The question is that even if the change would give everyone a family doctor today, would it still be feasible in two or three years.

Let us come back to emergency medicine. Could ER’s have more say in turning people away?

They have that freedom. They can refer people to family doctors. At the same time, I understand ERs cannot convince everyone to visit their general practitioner. It is easier to tell people to wait four hours. Another problem is that ER procedures mean money for the hospital. The health insurance fund and hospitals are discussing how not to see ER treatments as a cash cow.

Talking about altering behaviors, the Finns have to pay a fine for calling an ambulance needlessly.

I would not dare take this easy access away from people. I believe it is important for people to be able to turn to the ER safe in knowing their problem will be addressed.

People in Nordic countries have better tax discipline, the wage gap is smaller. It is commonplace for people to turn to their family doctor or call the hotline first. It is much easier to introduce fees or restrictions when people know the right thing to do. Its effect is modest as very few people misuse the service in Finland.
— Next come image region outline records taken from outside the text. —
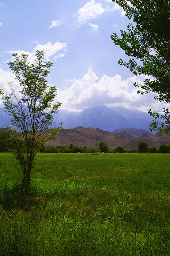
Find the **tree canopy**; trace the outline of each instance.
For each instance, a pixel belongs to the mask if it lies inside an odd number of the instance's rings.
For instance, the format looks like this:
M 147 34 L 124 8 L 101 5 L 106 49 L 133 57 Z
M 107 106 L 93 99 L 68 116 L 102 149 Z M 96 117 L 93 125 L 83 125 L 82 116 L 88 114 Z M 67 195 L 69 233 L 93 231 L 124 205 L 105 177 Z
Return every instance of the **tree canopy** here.
M 121 6 L 126 16 L 133 22 L 126 31 L 121 30 L 121 37 L 116 33 L 110 36 L 131 57 L 127 63 L 118 63 L 129 68 L 135 75 L 148 76 L 143 84 L 134 85 L 140 89 L 140 94 L 155 93 L 155 99 L 166 103 L 170 102 L 170 1 L 169 0 L 112 0 Z M 140 61 L 139 62 L 139 61 Z M 140 64 L 139 64 L 139 63 Z M 150 114 L 163 120 L 160 124 L 155 120 L 151 129 L 170 133 L 170 114 L 164 108 L 161 114 L 150 109 Z

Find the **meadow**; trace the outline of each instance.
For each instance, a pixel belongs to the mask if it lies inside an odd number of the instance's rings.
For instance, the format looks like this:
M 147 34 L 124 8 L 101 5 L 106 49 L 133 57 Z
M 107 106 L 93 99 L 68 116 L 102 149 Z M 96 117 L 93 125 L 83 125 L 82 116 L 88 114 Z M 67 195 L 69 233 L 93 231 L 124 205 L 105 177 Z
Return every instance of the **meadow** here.
M 169 154 L 0 153 L 0 255 L 169 255 Z

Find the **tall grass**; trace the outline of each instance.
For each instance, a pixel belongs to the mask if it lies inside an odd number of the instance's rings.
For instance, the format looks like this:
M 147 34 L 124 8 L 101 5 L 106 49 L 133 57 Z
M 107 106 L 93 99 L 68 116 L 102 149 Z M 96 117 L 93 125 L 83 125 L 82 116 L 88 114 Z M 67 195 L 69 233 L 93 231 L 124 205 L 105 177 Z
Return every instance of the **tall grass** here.
M 169 255 L 169 156 L 0 154 L 0 255 Z

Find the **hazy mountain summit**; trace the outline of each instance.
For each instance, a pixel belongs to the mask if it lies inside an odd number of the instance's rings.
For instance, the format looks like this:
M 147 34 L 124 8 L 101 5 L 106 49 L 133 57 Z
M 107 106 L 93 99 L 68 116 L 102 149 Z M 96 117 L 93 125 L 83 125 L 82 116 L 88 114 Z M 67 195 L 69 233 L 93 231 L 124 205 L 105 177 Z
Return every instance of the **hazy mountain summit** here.
M 1 127 L 10 124 L 8 121 L 10 120 L 10 117 L 4 111 L 4 109 L 0 109 Z M 61 109 L 56 114 L 54 121 L 56 127 L 59 123 L 64 121 L 63 127 L 65 129 L 81 126 L 112 132 L 115 129 L 133 128 L 145 130 L 146 132 L 150 131 L 150 123 L 152 119 L 149 114 L 137 110 L 128 109 L 123 107 L 110 109 L 106 106 L 101 106 L 86 109 L 82 112 L 69 112 Z
M 61 115 L 63 111 L 60 111 Z M 65 114 L 66 112 L 65 112 Z M 67 112 L 67 117 L 63 119 L 64 121 L 63 128 L 74 128 L 78 126 L 91 127 L 109 132 L 116 129 L 136 128 L 150 131 L 150 123 L 152 120 L 147 113 L 128 109 L 123 107 L 110 109 L 106 106 L 102 106 L 86 109 L 79 113 L 69 113 L 69 115 Z M 63 120 L 59 120 L 59 117 L 57 113 L 55 118 L 56 125 Z

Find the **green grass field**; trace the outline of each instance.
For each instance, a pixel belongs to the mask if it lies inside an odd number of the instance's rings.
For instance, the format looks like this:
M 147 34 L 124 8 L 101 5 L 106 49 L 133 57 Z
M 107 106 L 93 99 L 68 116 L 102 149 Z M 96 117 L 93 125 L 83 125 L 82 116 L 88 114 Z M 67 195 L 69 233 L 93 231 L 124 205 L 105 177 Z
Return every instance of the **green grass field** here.
M 169 154 L 0 153 L 0 255 L 169 255 Z

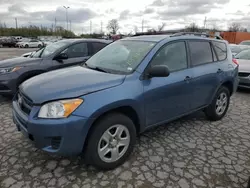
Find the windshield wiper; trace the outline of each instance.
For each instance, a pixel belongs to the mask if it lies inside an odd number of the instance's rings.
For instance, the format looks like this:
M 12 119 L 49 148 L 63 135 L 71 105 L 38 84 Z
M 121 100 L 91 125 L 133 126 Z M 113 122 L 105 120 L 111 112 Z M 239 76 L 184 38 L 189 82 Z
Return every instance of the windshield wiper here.
M 85 67 L 89 68 L 89 69 L 92 69 L 92 70 L 96 70 L 96 71 L 100 71 L 100 72 L 106 72 L 106 73 L 109 73 L 108 71 L 100 68 L 100 67 L 91 67 L 89 66 L 87 63 L 84 63 L 83 64 Z

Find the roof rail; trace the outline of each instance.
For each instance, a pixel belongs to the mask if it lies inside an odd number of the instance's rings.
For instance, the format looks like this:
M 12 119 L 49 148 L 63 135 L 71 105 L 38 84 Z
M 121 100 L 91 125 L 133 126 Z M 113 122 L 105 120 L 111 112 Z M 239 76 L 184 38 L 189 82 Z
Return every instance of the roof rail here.
M 171 35 L 170 37 L 177 37 L 177 36 L 182 36 L 182 35 L 200 36 L 200 37 L 216 38 L 216 39 L 223 40 L 223 38 L 221 36 L 218 36 L 218 35 L 213 36 L 213 35 L 209 35 L 206 33 L 197 33 L 197 32 L 179 32 L 179 33 L 175 33 L 175 34 Z

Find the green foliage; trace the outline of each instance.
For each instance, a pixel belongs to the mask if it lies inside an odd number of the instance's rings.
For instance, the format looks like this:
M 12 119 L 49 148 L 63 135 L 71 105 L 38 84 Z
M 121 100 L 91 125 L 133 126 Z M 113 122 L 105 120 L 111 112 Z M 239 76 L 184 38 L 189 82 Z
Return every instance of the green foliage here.
M 37 27 L 30 25 L 29 27 L 21 28 L 6 28 L 0 25 L 0 36 L 23 36 L 23 37 L 38 37 L 38 36 L 62 36 L 65 38 L 75 37 L 75 34 L 71 31 L 67 31 L 62 27 L 52 28 Z

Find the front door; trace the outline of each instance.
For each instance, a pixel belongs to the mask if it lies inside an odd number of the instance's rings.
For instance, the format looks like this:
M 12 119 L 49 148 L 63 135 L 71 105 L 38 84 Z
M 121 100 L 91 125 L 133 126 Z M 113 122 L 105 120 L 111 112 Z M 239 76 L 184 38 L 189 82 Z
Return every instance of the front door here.
M 168 77 L 143 80 L 146 124 L 151 126 L 176 118 L 190 110 L 192 89 L 187 48 L 184 41 L 162 47 L 149 66 L 167 65 Z
M 219 63 L 211 43 L 207 40 L 188 42 L 193 78 L 190 81 L 194 89 L 192 109 L 198 109 L 211 102 L 220 84 Z

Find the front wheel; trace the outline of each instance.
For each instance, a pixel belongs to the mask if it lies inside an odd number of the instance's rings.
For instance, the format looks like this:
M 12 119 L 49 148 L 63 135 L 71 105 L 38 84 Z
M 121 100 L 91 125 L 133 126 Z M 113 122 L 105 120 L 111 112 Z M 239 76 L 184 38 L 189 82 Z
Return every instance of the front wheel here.
M 216 93 L 212 103 L 205 109 L 205 114 L 211 121 L 222 119 L 227 113 L 230 103 L 230 92 L 222 86 Z
M 133 151 L 136 142 L 133 121 L 119 113 L 101 118 L 90 134 L 85 157 L 88 163 L 103 170 L 123 164 Z

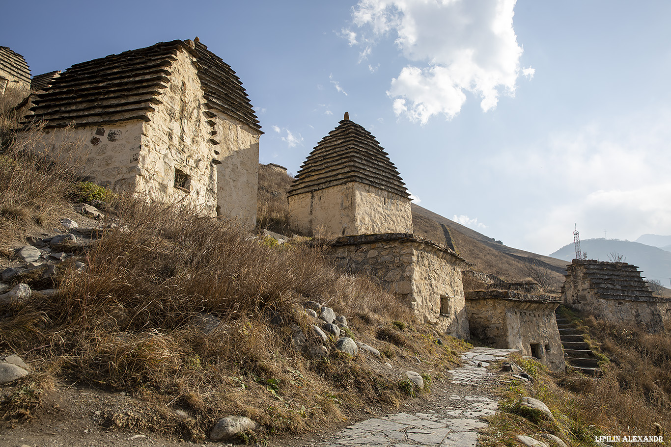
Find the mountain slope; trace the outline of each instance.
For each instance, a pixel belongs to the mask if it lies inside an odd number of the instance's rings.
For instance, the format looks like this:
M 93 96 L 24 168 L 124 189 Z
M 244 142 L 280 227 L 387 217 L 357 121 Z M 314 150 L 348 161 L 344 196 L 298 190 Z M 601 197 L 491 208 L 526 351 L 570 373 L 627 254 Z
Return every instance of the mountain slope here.
M 562 259 L 507 247 L 432 211 L 411 204 L 415 233 L 440 243 L 450 244 L 476 270 L 517 281 L 532 276 L 530 266 L 545 269 L 556 277 L 566 274 Z M 451 239 L 449 240 L 449 239 Z
M 609 255 L 613 253 L 625 256 L 623 261 L 637 265 L 643 276 L 660 281 L 662 284 L 668 284 L 671 276 L 671 252 L 656 247 L 602 238 L 580 241 L 580 248 L 590 259 L 609 261 Z M 575 257 L 573 244 L 564 245 L 550 256 L 570 261 Z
It is an open secret there was a family physician in Rakvere whose retirement sharply cut the number of ER visits at the local hospital. Does the ministry keep tabs on doctors who send people to the ER too readily?

We have not monitored this. I agree that we should keep an eye on the situation if we have the data. Whether we’re talking about vaccination, antibiotics, referring people to the ER, ambulance calls. It is something to discuss.

Let us talk about IT solutions. The North Estonia Regional Hospital is testing the digital registration system service providers have been expecting for years. Will it finally work?

It exists – a clean and simple application in green. All health insurance fund partners should switch to the system next year. It displays electronic referrals which can be used to book an appointment with service providers that use the system (the digital prescriptions or family doctors’ notification systems exchange data with the digital registration system in the hospitals’ computers – ed.).

Will this make it impossible to book appointments with several doctors that is causing fictitious treatment queues?

Yes. You have a single referral that can be used for a single doctor’s appointment. A lot of appointments are canceled because the person fails to show up. The system works like airport check-ins. You will have to confirm whether you will show up 48 or 24 hours before the appointment. If you fail to do so, the appointment will be offered to another patient. You will have a so-called queue of queues: the appointment is offered to the next person if the patient fails to confirm.